A Dangerous Crossing

Author Rachel Rhys

Published by Doubleday

Release date 23 March 2017

RRP 12.99 (Hardback)

An Adult Fictional Book – Crime Thriller

OVERVIEW

Set in 1939, just before the outbreak of WWII, and young, Lily Shepherd takes an ocean liner journey from England to Australia. Compelled to get away from the dark shadows of near past events, her plan is to live in Sydney working in domestic service for a couple of years. Once aboard the good ship Orontes Lily makes her friendships and acquaintances with a small band of people almost straightaway. As a single woman, travelling alone, Lily is thrown into new experiences. Early in the voyage she suffers a bout of sickness, and is home sick at times, especially as news filters through of Germany’s growing aggression. Lily is cliquey with certain people. Her attentions go to a couple from the first-class deck to whom there is much gossip and scandal attached. The pair load luxury upon her. In the meantime, she is having flashbacks, she’s trying to cope with her anxieties and is hoping too that the love she has found for fellow traveller, Edward Fletcher does not end up being unrequited.

COMMENT AND GUIDE

Rachel Rhys (the author) has based this story on the real life journal entries of a young woman who embarked on a voyage like this one a year earlier than Rhys has settled on. Rhys decided to use the diary mentions and produce this fictional story using the diarist’s references to geographical places, her social circumstance and other first-hand observations. The mechanics Rhys has used in making those links in her structuring is sometimes too apparent which affects the flow. The structure too is almost lending itself to being halfway adapted for silver screen showing, or for film or stage. There are director style pointers in the descriptions which seem out of place and the third person narrative is confusing because we hear too much of Lily thoughts in the text. I wonder if Rhys had other plans for this work from the off rather than concentrating wholly on it being a fiction book format.
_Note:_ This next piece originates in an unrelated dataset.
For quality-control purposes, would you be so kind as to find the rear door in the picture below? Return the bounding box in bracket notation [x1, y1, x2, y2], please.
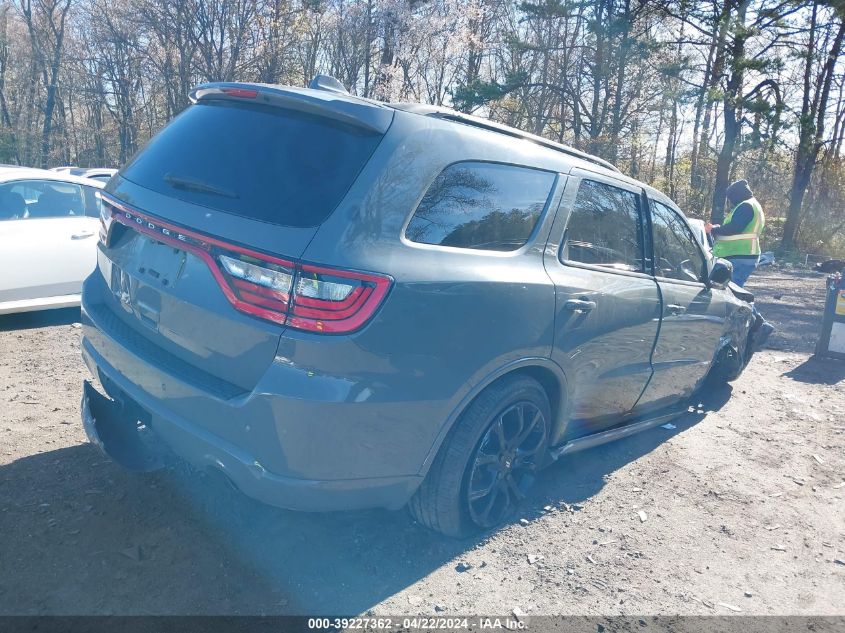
[0, 179, 98, 303]
[544, 169, 661, 437]
[634, 198, 726, 412]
I sometimes refer to a play being ‘a play of two halves’ meaning there is either improvement or deterioration in Act II to what went before in Act I. The same analogy applies to this book. When I arrived at the middle section I had enjoyed reading it very much and was thinking that this was all set up for suspense building on the intriguing bits that had been presented. It is at this central point the story telling loses momentum. Characters continue to be stereo typified and hopes of being surprised by any one of them quickly falls away. Everyone is suddenly getting hold of the ‘wrong end of the stick’ and I cannot count how many times Edward seems to be missing from Lily’s eye-line. I had worked everything out long before the ending so there’s not much mystery attached. I was bored with reading it long before the confirmations arrived.

This is largely a story about class differences and relationships. It’s about infatuations and sensibilities within pairings and groups. It includes a couple of weak story threads trying to deal with big issues like fascism and people prejudices, as well it is attempting to inform of actual world events over two months of the summer of 1939. Rhys’s decision to interweave real history and happenings from a relatively short time span, with the fickle and somewhat naive reactions of a rather wishy washy central character of fiction does not work. Sub-plots are non existent. Try to imagine British Pathe, meeting Downton Abbey, meeting Murder on the Nile!